“That’s bullshit.” Davis cocked his gun and trained it on Lilah. “Who else is here? My partner, I’ll bet. What are you? Bait to flush us outside or a distraction while he waits for backup? I know you hick types. A bunch of dumb fools thinking they know better. I’ve interviewed plenty of smarter criminals than you.”
Jack’s jaw ticked, but he offeredno further reaction.
“You killed our friend. Isn’t that enough? Put the gun down and go. No one will stop you. Frankly, we don’t care where, as long as it’s out of this town. I’ll wave you goodbye.”
Jack risked another step forward, and the old floor creaked, betraying his presence.
“What the--” Davis didn’t get to finish.
Jack squeezed the trigger, and red bloomed on the detective’s cream shirt. He let out a gargled noise and fell to his knees, dropping the revolver.
Lilah screamed as I leaped at Nelson. He rolled off her and onto me as we battled for his knife.
“I’m not an easy victim like the young woman you target.”
The muscles in his arm drew the knife closer to my chest. I covered his hand with my own and smiled.
The knife twisted and turned, so the blade’s tip angled closer to his shoulder. I strained, pushing as he fought against me, and the knife sank into his flesh with one last stroke.
Nelson screamed and fell back as Jack’s boot landed on the guy’s side. He yelped as another kick landed on his chest.
“You stabbed me.” He touched the knife as if he meant to remove it, but then gave up. Tears and snot streamed down his face. “You killed my brother. He was my only family.”
Wounded and without his brother to help, he shrank into himself, revealing the weak coward he’d always been.
“You’re lucky the police are here, or you’d be dead, too.” I whistled a second time. “This way, the victim’s families get some justice.”
Moore, along with several deputies, swarmed into the cabin, and another kind of chaos took over.
Lilah flung herself into my arms, and I gripped her, afraid to let go. “Are you okay?”
She clung to me and let out a sharp, ragged breath. “I knew you would come.”

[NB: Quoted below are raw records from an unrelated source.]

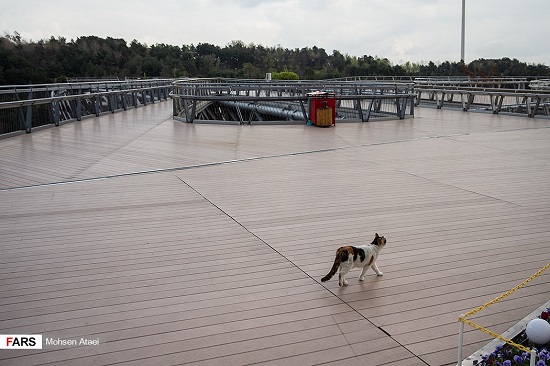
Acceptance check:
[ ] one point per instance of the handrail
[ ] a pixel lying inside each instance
(29, 106)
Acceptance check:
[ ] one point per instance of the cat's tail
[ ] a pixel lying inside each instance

I stroked her hair, desperate to search her body for any scratch or wound, no matter how minor. “Always. I’ll always come for you.”
43-Shane
Lilah gripped my mother’s old quilt against her as we watched two deputies escort Nelson Davis into an ambulance. She pulled it over her shoulders, despite June’s heat, as the door slammed shut behind him.
“Is that it? Is it over?”
“It’s over,” I said.
Lilah repeated my words, and I couldn’t tell which of us spoke with more relief.
“Aiden. They killed him.” Her lip quivered as she wiped a cheek. “He tried to protect me, and they killed him for it.”
“He’s alive.” Her mouth fell open. “The bullet hit his shoulder, and he might have a concussion, but that’s it.” I showed the location on my body before placing my arm over her. Lilah settled against me as a covered body exited the cabin.
“Oh, thank goodness. We need to see him, Shane. I want to see him.”
“We will. Soon.”
Jack came up next to us. “It’ll be ruled self-defense.” He wracked both hands through his overgrown hair, sending it into a wild tangle, and undercutting his matter-of-fact delivery. “With our three statements, and the detective corroborating what he first witnessed, it’s straightforward.”
Detective Moore approached us, using his body to block Lilah’s view of his former partner being loaded into a second ambulance. “He confessed to two more incidents, believing it’dinvite leniency for some damn reason.” He raised his brows, shaking his head in disbelief.
“Birmingham and Savannah?” Lilah guessed.